Toft Group Completes Executive Search for Natera, Inc. (NYSE: NTRA)
Executive search firm Toft Group has placed Ms. Sylvia Kainz as Senior Director, Sales Operations & Strategy at Natera, Inc., in San Carlos, CA. Ms. Kainz brings 20 years of experience in strategy and operations, having worked in a diverse range of industries across high-tech, manufacturing, retail, and management consulting. She most recently served with InsideView, the CRM intelligence leader, as VP of Business Operations. Prior, she led operations and branding strategies for companies including United Technologies, Grid Dynamics, and Bradford Technologies. Ms. Kainz also served 6 years as Director with Accenture, one of the top management consulting firms in the country. Ms. Kainz earned her MBA from Harvard University and MS degrees from Tufts University and Zurich University.
About Natera, Inc.
Natera is a leading genetic testing company that develops and commercializes non-invasive methods for analyzing DNA. The mission of the company is to transform the diagnosis and management of genetic disease. In pursuit of that mission, Natera operates a CAP-accredited laboratory certified under the Clinical Laboratory Improvement Amendments (CLIA) in San Carlos, CA, and it currently offers a host of proprietary genetic testing services primarily to OB/GYN physicians and fertility centers, as well as to genetic laboratories through its direct sales force, laboratory distribution partners, and licensees that can run tests in their own laboratories and have the data analyzed through Natera's cloud-based Constellation™ software system.

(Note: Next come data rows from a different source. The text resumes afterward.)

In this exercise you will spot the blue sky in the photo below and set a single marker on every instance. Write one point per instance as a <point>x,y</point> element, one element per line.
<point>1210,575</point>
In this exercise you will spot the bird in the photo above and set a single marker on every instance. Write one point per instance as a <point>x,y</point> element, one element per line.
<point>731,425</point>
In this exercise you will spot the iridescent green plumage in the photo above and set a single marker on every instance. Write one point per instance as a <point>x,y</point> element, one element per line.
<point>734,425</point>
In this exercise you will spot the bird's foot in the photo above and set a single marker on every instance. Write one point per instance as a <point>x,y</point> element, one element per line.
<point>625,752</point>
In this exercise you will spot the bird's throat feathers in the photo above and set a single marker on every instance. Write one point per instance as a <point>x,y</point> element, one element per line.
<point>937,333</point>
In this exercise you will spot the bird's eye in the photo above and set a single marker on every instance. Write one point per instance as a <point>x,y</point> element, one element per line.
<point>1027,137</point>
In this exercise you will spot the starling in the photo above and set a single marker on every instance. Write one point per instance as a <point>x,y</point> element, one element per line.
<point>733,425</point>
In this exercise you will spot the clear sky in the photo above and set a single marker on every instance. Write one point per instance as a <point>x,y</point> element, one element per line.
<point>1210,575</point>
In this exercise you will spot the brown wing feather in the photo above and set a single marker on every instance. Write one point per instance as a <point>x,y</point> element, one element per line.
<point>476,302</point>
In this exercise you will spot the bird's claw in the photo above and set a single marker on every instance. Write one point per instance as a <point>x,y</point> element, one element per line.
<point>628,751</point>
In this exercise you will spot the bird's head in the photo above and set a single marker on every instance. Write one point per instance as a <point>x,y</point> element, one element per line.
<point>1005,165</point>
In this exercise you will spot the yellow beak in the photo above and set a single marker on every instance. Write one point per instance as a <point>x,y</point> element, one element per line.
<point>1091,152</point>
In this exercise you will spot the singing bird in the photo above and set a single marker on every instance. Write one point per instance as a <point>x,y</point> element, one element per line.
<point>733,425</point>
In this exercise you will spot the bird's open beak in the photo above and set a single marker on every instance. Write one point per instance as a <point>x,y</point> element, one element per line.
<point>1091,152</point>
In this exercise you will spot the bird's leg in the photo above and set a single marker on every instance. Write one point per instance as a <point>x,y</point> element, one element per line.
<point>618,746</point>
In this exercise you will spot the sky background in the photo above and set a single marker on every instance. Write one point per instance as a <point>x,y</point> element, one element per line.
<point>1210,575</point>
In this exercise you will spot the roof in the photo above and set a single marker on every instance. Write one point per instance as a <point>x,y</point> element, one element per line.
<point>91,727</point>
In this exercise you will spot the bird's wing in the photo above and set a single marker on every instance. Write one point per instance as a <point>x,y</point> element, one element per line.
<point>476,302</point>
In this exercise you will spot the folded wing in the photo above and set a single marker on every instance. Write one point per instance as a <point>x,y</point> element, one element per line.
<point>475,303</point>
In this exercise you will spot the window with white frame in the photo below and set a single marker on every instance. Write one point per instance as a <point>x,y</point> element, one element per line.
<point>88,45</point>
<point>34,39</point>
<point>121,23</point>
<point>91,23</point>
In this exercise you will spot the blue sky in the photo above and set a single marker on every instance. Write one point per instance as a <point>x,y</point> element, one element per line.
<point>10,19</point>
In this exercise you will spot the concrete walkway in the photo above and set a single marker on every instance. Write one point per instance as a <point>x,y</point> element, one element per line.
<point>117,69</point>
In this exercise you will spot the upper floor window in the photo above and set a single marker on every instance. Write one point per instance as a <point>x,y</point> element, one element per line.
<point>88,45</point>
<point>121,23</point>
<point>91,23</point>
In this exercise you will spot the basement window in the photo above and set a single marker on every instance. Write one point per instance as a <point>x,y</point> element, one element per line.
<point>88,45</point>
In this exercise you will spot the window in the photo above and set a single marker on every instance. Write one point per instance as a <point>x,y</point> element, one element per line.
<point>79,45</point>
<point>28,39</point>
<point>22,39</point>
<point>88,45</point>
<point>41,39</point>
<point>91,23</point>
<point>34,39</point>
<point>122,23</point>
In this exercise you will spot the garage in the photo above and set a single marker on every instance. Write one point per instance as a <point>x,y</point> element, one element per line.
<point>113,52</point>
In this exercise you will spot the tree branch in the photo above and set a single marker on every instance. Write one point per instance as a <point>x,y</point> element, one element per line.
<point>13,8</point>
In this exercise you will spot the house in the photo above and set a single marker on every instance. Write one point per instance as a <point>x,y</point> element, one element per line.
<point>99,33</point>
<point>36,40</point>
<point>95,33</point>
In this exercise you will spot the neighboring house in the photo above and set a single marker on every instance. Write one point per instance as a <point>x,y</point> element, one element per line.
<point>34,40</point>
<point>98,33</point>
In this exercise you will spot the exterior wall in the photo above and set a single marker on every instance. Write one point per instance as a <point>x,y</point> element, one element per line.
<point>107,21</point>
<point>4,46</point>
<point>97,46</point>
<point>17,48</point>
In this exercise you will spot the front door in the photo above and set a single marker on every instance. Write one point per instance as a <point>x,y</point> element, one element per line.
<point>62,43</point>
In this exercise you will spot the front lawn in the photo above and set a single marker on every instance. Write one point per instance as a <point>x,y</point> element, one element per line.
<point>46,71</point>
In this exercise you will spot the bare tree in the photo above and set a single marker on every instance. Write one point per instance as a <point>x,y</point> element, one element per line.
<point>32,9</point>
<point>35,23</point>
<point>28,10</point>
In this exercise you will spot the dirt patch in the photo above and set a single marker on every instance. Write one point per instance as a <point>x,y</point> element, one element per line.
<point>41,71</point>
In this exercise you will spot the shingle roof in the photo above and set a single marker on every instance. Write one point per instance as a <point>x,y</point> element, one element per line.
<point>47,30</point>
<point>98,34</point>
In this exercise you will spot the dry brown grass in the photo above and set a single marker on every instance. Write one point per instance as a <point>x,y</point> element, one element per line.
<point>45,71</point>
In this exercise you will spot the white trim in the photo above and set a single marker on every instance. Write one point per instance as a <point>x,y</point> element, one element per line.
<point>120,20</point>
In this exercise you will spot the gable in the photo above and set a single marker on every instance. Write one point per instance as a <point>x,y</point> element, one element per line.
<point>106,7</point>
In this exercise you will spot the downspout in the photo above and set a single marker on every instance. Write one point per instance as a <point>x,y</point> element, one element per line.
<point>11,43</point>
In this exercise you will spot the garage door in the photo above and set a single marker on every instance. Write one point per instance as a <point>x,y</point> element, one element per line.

Tests include the Spectrum® pre-implantation genetic test for embryo selection during IVF; the Anora® miscarriage test to understand the genetic causes of a pregnancy loss; the Horizon™ carrier screen to detect inherited mutations; and the Panorama® non-invasive prenatal test (NIPT) to screen for common chromosomal anomalies in a fetus as early as nine weeks of gestation. Each test described has been developed and its performance characteristics determined by the CLIA-certified laboratory performing the test. These tests have not been cleared or approved by the U.S. Food and Drug Administration (FDA). Although FDA does not currently clear or approve laboratory-developed tests in the U.S., certification of the laboratory is required under CLIA to ensure the quality and validity of the tests.